Следующий раз судьба близко столкнула меня с Маном в 1954—1955 годах, когда в Отделе морских экспедиционных работ АН СССР, который я возглавляю, — об этом речь впереди — шли разработки планов первой экспедиции в Антарктику. Иван Александрович работал тогда в Министерстве морского флота, в морской инспекции. Его очень увлекла идея экспедиции, он стал активным участником нашей инициативной группы, и закономерно, что когда дизель-электроход «Обь» был определён флагманским кораблём первой экспедиции, то капитаном его назначили И. А. Мана.
После плаваний в Антарктику Ман снова вернулся на Чёрное море и стал капитаном пассажирского лайнера «Пётр Великий», пока его опять не отозвали в министерство, в морскую инспекцию. Но и, годы спустя, получив пенсию, Ман продолжает работать в морской инспекции.
Мы часто встречаемся с ним и теперь. И. А. Ман все последние годы возглавляет Полярную комиссию Московского филиала Географического общества СССР, я же — председатель этого филиала. Этот человек необыкновенно предан морю, он активный пропагандист знаний об Арктике и морях. Крепкая дружба связывает старого капитана со школьниками подмосковного города Таруса — юными полярниками пионерского отряда имени Прончищева; Иван Александрович регулярно вовлекает в работу Географического общества и Музея морского флота учащихся московских школ, учит ребят любить географию, Арктику и море.
Рассказывая о капитанах, не могу не упомянуть о прославленном судоводителе Анне Ивановне Щетининой. Я знал её меньше, чем многих других капитанов. В хмурый ноябрьский день 1943 года, когда я был в Доме Советов в Петропавловске-на-Камчатке, вошла ко мне молодая женщина в кителе с четырьмя капитанскими нашивками па рукавах и представилась:
— Капитан парохода «Жан Жорес» Анна Щетинина. Прибыли сегодня из США, идём с грузом во Владивосток.
Я поздравил Анну Ивановну с благополучным переходом через океан и выслушал её обстоятельный доклад.
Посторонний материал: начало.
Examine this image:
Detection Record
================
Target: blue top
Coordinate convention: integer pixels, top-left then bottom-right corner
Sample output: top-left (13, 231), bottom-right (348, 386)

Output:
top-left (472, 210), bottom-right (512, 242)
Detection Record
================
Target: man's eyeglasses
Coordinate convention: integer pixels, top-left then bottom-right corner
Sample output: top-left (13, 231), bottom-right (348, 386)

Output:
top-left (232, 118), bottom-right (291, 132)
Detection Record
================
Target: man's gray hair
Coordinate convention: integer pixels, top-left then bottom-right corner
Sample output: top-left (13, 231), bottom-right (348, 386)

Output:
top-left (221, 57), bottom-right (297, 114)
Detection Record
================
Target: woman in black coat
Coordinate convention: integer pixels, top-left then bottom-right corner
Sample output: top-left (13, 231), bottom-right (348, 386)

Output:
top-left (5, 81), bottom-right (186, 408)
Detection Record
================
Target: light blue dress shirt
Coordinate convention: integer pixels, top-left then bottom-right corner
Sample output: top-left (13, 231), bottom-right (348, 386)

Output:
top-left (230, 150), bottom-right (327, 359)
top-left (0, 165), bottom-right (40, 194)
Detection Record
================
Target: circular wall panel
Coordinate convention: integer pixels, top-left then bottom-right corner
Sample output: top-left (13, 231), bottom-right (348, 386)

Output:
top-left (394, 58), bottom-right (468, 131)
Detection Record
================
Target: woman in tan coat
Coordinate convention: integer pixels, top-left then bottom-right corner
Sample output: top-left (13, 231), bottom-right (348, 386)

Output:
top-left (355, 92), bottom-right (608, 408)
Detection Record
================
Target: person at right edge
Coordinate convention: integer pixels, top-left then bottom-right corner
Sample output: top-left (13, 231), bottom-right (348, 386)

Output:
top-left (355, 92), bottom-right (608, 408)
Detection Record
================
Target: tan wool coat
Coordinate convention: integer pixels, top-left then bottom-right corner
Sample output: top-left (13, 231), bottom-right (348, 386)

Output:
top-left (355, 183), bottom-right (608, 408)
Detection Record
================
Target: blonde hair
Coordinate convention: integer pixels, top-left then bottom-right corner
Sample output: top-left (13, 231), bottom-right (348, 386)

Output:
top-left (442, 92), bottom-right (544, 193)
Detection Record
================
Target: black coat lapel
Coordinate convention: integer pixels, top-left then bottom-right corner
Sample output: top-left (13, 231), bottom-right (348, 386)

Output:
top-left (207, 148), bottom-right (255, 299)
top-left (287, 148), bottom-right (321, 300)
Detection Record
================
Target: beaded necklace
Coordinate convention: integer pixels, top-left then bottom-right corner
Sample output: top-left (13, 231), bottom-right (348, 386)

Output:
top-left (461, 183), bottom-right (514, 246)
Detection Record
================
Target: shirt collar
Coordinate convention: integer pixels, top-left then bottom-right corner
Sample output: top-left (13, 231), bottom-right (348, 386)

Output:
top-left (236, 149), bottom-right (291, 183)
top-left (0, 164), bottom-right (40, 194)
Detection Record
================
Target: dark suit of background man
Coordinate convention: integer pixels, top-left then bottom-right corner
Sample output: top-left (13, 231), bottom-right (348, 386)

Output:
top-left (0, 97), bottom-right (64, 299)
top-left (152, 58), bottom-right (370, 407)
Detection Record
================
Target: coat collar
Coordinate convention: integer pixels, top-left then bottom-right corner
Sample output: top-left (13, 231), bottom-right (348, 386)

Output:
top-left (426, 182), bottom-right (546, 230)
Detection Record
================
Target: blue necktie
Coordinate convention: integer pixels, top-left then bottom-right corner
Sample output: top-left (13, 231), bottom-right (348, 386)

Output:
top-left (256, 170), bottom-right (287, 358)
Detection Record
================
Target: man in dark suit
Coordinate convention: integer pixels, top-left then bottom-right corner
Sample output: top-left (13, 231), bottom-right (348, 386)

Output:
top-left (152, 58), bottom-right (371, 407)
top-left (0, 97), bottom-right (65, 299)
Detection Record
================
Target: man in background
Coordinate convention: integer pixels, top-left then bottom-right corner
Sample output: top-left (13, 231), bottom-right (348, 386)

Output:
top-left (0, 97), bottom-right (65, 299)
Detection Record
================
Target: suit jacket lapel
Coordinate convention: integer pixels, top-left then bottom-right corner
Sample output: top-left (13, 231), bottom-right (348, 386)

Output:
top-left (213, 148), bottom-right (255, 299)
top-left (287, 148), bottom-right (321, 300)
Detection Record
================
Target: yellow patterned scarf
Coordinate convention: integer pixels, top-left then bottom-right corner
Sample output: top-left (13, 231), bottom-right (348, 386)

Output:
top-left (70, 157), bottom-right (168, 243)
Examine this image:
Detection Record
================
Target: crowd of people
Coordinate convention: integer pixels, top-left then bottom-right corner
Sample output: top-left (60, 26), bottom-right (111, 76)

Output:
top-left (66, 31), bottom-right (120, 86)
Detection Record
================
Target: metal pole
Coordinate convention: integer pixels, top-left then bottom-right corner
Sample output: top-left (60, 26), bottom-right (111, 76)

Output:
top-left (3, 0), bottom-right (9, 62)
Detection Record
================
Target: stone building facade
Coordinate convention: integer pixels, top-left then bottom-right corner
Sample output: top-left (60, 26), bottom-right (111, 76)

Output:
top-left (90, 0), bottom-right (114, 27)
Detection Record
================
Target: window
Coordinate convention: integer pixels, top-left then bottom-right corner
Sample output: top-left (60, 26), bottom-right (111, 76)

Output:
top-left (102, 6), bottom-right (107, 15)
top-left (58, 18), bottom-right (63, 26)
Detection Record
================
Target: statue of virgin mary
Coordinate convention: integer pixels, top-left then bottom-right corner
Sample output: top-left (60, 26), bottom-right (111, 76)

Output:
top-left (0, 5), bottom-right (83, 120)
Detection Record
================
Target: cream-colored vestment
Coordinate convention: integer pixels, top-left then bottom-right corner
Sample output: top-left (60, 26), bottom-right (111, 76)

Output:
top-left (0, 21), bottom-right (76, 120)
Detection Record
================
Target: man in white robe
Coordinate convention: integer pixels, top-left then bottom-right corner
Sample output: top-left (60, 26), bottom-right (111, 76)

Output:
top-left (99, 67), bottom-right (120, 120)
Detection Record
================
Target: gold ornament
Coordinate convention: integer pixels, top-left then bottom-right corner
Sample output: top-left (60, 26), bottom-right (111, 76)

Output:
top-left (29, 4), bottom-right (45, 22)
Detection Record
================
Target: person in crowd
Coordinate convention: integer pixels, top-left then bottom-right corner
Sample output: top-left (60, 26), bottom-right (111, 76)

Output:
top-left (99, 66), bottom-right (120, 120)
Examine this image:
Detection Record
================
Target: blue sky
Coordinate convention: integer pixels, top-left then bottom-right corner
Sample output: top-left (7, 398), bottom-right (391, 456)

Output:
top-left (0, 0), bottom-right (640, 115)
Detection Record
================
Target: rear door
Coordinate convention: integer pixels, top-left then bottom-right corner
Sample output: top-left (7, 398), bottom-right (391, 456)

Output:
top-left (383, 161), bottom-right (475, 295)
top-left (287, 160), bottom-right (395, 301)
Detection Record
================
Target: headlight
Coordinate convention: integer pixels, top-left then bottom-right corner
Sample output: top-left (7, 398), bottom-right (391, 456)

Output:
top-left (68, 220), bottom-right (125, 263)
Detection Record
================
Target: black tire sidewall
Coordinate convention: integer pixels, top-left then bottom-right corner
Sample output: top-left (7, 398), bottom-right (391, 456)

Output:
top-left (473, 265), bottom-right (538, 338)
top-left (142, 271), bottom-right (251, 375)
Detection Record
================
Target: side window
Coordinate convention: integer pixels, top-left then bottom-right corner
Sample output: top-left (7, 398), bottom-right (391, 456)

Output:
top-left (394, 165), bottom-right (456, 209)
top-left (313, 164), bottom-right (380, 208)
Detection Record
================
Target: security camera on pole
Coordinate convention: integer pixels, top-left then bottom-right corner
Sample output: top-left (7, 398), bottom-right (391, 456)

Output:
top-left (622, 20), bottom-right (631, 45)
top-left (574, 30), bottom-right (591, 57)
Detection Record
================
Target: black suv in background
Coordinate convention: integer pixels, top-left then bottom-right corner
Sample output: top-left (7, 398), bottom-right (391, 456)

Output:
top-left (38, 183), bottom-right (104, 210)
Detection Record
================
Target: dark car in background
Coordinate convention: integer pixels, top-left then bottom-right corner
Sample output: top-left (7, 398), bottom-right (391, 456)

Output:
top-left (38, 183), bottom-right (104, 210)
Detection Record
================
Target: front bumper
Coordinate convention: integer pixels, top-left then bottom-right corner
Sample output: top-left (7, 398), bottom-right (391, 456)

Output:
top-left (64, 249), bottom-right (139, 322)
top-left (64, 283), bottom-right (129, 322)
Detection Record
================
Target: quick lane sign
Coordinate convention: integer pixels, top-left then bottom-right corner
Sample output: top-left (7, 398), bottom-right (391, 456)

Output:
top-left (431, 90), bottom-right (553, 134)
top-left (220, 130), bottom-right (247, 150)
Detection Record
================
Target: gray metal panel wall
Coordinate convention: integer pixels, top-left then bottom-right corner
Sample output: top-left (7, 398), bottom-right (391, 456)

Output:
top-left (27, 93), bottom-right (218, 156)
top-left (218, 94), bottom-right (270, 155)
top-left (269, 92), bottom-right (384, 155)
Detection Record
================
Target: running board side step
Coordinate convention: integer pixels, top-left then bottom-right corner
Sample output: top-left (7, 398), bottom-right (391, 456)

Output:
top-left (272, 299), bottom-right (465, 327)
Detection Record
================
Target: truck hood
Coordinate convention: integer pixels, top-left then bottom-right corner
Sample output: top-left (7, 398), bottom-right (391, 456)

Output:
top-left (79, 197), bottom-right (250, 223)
Держалась она строго, докладывала чётко.
Это был уже не первый корабль, которым командовала Щетинина. Незадолго до этого Анна Ивановна привела в Сиэтл пароход «Родина», получила указание сдать его другому капитану, а сама выехала в Лос-Анджелес для приёмки нового судна. Анна Ивановна рассказала, как не хотелось ей покидать коллектив, с которым сроднилась за несколько трудных рейсов.
С парохода «Родина» ей разрешили взять только шестерых членов экипажа, остальных должны были дать на месте. Разумеется, капитаны посылали на «Жана Жореса» из своих экипажей самых неквалифицированных и ненадёжных людей. И вот из таких-то моряков Щетининой пришлось сформировать экипаж и пойти с ним в рейс. Анна Ивановна была не только волевым командиром, но и прекрасным воспитателем. Прошло совсем немного времени, и экипаж «Жана Жореса» являл собой сплочённый коллектив, проникнутый духом высокой дисциплины, спаянный крепкой дружбой. Те, кто побывал на борту «Жана Жореса», рассказывали, что на судне царил образцовый порядок.